2. Steaming is a slower process than boiling or blanching requiring nearly twice the
cooking time. Many cooks swear by steaming as the method for best-tasting vegetables. But
others (myself included) disagree. When you steam and blanch the same vegetable to the same
degree of doneness, you notice a slight but distinct difference. Steaming does not bring the
flavors out as fully as cooking in boiling water does. You may want to try it yourself and decide.
You don’t need to salt the water when steaming in spite of some cookbook directions.
Salt does not evaporate with the steam and the vegetables remain unaffected.

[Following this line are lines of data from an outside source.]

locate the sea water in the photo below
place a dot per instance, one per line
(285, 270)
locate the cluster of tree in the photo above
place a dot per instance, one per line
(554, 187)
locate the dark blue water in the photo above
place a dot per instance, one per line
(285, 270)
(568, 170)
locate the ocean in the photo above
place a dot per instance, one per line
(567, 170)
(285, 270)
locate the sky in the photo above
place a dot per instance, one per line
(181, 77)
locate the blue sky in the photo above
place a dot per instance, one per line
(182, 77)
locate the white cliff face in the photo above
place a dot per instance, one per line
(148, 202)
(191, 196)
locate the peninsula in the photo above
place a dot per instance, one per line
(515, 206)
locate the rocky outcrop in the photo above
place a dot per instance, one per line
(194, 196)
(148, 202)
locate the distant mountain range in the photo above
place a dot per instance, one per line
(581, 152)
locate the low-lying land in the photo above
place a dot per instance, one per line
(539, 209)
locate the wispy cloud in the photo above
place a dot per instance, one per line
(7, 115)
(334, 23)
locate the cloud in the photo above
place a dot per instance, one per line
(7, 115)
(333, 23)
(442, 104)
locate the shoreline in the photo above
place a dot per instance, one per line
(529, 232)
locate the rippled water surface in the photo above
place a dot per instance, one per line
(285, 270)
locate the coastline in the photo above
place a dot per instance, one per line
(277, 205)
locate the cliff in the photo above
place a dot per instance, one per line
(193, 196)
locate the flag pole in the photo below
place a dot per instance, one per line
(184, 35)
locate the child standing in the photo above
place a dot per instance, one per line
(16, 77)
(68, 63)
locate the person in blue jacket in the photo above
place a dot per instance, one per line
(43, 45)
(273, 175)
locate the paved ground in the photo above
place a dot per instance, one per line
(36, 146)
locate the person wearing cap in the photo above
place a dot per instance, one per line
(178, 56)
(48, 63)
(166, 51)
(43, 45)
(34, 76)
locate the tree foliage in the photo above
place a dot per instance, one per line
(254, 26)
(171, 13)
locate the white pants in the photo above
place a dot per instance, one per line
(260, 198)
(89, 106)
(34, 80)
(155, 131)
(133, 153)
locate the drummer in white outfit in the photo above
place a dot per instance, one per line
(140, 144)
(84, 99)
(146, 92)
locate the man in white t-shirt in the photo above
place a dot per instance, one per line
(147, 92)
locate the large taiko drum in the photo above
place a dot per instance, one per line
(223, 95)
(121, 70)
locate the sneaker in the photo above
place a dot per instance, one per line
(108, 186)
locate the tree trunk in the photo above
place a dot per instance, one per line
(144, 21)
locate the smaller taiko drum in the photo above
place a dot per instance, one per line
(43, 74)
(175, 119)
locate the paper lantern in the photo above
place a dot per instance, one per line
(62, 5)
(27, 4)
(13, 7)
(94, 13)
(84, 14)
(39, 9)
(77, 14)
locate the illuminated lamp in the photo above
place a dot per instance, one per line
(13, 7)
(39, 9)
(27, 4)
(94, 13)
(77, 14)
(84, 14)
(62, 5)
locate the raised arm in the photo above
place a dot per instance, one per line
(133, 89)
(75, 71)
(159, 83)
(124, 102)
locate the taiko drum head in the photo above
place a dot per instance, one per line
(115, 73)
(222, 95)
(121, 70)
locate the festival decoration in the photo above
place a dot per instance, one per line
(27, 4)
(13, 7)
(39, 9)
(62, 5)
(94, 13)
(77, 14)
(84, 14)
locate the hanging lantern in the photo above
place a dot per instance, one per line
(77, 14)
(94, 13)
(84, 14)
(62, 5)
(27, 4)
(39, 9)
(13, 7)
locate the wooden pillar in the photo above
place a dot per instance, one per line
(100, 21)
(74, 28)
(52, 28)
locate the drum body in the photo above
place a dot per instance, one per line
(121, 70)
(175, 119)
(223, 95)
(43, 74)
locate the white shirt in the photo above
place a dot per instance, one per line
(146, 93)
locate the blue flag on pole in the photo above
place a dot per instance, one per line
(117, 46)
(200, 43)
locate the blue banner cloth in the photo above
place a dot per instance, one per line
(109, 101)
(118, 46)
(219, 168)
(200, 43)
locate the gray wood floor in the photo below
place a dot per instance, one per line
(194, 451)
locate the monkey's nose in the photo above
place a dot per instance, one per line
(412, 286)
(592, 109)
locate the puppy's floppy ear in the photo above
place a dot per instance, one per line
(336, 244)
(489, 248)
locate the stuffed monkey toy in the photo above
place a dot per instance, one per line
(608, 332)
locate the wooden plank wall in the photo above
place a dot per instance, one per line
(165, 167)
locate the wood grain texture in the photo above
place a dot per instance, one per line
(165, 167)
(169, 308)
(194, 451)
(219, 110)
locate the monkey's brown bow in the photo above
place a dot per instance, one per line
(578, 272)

3. Stir-frying, sautéing and frying are closely related methods. All use high heat and oil
or fat to prevent sticking to the pan and to develop the flavor by the browning reaction (see
Browning reaction under the Meat chapter). In stir-frying you add just a film of oil, in sautéing
somewhat more and you fry in deep, hot oil. When frying in a lot of oil, the cook needs to coat
the vegetable with a batter, or the fast-escaping steam from the vegetables makes a terrible
spatter in the oil. The coating moderates the direct contact of the hot steam and the oil, resulting
in plenty of hissing and sizzling but less spattering.
4. Baking or roasting is suitable for many of the sturdier vegetables. Those with
particularly high moisture content, such as cucumbers, are not suitable—by the time they are
finished roasting, not much more than a brown pellet left. You always stir in a small amount of
oil or fat with baked or roasted vegetables to help them brown and inhibit sticking to the pan.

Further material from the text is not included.